Wie ich schon im Eingange der vorliegenden Erörterung hervorhob, besteht ein
besonderer Vortheil dieser Schlösser in der Möglichkeit, sie billig, aber doch sehr
genau herzustellen. Die gewählten Formen sind ausnahmslos mittels Fräsen, Stanzen
u.s.w., also mittels Hilfsmaschinen zu fertigen, so daſs die Genauigkeit derselben
unschwer zu erreichen ist. Besonders mache ich aber nochmals auf das Schloſs mit
plattem Drehschlüssel aufmerksam. Da die Nuſs mit dem Riegel in gar keiner
Verbindung steht, was bei Höller, Yale u.a. der Fall
ist, da ferner vor Ausführung des Versuches, den Riegel ohne Schlüssel zu
verschieben, eine Drehung der Nuſs stattfinden muſs, wodurch die Gröſse des
Schlüsselloches, hier der Arbeitsöffnung, auf die Hälfte der Breite verringert wird,
so bewirkt der flache Schlüssel mit Nuſs nicht allein eine billige Herstellung,
sondern erschwert auch, wie bereits näher besprochen, das unbefugte Oeffnen. Die in
Rede stehende Anordnung muſs daher als ein wesentlicher Fortschritt auf dem Gebiete
der Schloſsconstruction bezeichnet werden.

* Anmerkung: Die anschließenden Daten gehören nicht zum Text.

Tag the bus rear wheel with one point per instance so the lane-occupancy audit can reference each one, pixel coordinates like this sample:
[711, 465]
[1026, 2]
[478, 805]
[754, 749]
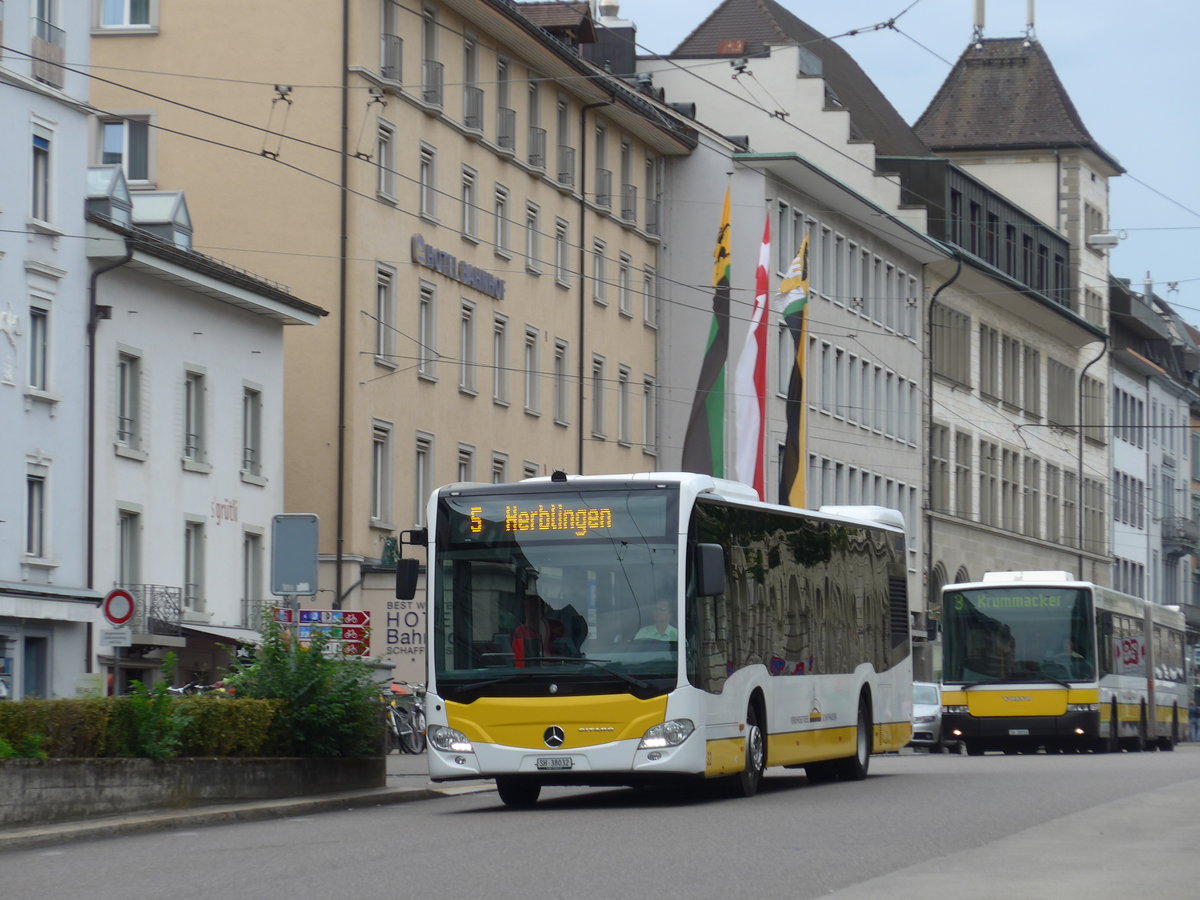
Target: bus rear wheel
[745, 784]
[517, 792]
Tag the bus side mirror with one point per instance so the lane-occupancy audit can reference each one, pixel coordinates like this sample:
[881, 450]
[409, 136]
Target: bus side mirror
[709, 570]
[407, 570]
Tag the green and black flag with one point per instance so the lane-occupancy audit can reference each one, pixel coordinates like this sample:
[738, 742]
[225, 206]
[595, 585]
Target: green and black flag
[703, 445]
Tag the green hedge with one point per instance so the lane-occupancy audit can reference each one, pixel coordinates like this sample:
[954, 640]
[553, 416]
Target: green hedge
[108, 727]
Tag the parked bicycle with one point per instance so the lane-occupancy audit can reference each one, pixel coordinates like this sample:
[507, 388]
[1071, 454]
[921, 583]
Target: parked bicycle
[406, 718]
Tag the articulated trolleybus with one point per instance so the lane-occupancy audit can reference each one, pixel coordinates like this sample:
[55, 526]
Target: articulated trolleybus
[1041, 660]
[641, 629]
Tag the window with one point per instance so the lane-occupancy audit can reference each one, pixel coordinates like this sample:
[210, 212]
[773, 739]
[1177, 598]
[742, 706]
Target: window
[381, 474]
[624, 294]
[385, 159]
[599, 274]
[125, 13]
[129, 547]
[35, 513]
[251, 432]
[501, 360]
[562, 387]
[651, 297]
[531, 371]
[251, 579]
[598, 425]
[40, 197]
[385, 317]
[193, 417]
[129, 397]
[501, 208]
[426, 331]
[624, 411]
[649, 415]
[423, 477]
[562, 253]
[466, 467]
[427, 183]
[126, 143]
[193, 567]
[39, 348]
[467, 347]
[469, 207]
[533, 239]
[499, 468]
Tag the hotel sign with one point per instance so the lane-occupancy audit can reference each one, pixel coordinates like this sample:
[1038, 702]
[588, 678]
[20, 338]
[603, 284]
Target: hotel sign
[462, 271]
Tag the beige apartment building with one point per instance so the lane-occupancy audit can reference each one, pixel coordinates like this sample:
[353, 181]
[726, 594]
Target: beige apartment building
[477, 205]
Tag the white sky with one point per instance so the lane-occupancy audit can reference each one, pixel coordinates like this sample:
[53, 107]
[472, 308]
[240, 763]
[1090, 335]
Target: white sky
[1132, 69]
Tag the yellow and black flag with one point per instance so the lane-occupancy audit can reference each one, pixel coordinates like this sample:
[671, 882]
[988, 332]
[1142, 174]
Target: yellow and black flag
[793, 292]
[703, 445]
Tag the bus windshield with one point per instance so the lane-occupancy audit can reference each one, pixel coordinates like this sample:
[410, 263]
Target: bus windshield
[571, 591]
[1018, 634]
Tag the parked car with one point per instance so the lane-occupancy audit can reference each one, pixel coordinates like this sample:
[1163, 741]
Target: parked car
[927, 717]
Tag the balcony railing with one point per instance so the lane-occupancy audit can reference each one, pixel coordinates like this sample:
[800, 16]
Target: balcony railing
[653, 216]
[157, 609]
[604, 189]
[537, 147]
[48, 52]
[565, 165]
[629, 203]
[507, 127]
[431, 82]
[473, 107]
[391, 57]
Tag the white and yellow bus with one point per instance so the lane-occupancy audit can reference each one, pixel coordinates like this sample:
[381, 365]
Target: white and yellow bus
[640, 629]
[1042, 660]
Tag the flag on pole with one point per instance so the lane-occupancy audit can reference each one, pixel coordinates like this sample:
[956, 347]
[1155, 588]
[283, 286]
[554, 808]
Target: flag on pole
[703, 444]
[750, 382]
[795, 292]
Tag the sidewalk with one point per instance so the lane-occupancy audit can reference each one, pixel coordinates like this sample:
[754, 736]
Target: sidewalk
[407, 780]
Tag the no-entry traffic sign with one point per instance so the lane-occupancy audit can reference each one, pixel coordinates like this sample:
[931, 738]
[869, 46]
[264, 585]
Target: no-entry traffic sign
[118, 606]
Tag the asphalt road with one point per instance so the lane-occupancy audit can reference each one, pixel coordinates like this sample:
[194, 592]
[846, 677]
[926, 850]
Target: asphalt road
[1062, 827]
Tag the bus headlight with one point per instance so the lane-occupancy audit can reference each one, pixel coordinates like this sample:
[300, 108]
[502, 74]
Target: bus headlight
[670, 733]
[448, 739]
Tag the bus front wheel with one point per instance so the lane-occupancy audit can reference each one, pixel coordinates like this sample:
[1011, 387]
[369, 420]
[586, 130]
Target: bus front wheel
[748, 780]
[517, 792]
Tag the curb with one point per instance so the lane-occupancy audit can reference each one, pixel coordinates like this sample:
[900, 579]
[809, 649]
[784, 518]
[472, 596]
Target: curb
[135, 823]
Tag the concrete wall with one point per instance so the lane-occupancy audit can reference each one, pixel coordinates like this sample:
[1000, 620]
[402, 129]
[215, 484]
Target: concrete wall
[41, 791]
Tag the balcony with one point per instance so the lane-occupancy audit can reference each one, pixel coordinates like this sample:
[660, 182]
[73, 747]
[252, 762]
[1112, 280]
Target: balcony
[157, 610]
[473, 107]
[1180, 535]
[629, 203]
[604, 189]
[431, 83]
[537, 147]
[48, 51]
[391, 54]
[565, 166]
[507, 129]
[653, 216]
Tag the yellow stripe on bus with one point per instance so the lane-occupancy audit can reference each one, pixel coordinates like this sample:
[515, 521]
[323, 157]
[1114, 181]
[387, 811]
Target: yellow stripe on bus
[586, 721]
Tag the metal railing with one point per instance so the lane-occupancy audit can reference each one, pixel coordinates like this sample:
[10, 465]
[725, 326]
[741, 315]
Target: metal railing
[507, 127]
[604, 189]
[391, 57]
[565, 165]
[431, 82]
[537, 147]
[473, 107]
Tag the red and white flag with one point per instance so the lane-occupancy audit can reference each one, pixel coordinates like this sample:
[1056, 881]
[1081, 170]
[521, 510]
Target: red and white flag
[750, 382]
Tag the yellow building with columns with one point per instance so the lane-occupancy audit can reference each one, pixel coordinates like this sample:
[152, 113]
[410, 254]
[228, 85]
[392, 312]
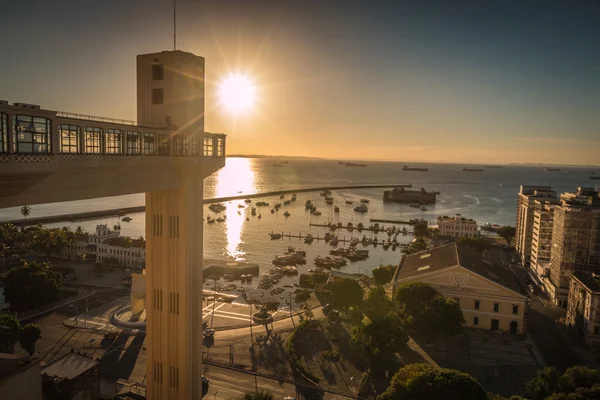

Die besprochenen Schlösser sind nicht für solche Fälle bestimmt, in welchen ein
gewaltsames Oeffnen zu befürchten steht. Hat z.B. der betreffende Dieb keine
Veranlassung zu fürchten, daſs ein mäſsiges Geräusch zur Entdeckung seines Thuns
führt, so bieten sich mehrere Angriffspunkte an den Thüren und Geräthen, für welche
diese Schlösser bestimmt sind – Angeln, Gelenke, Füllungen u.s.w. – so daſs die
Unangreifbarkeit des Schlosses ihn nicht stören würde. Es ist daher für die
vorliegenden Zwecke unnöthig und unzweckmäſsig, bezüglich der Widerstandskraft eines
Schlosses besondere Rücksicht auf das mögliche Sprengen desselben zu nehmen. Anders
ist es, wenn die Thüren u.s.w. selbst entsprechend einbruchsicher sind, wie dies bei
Geldschränken der Fall ist. Ich besitze in der unter meiner Aufsicht stehenden
technologischen Sammlung der kgl. polytechnischen Schule in Hannover eine Zahl
älterer, neuerer und neuester Schlösser, welche auch mehr oder weniger, oft in recht
sinnreicher Weise, in Bezug auf gewaltsame Angriffe angeordnet sind. Daneben habe
ich allerdings auch Werkzeuge, welche ermöglichen, in verhältniſsmäſsig kurzer Zeit
die dicken Wände der Geldschränke genügend zu durchbrechen, um mit dem Arm hineinzulangen,
also den Inhalt unbekümmert um das Schloſs herausnehmen zu können.
Vielleicht findet sich für mich einmal die nöthige Muſse, um diese Gegenstände zu
einer technologischen Studie über das Einbrechen zu verwenden.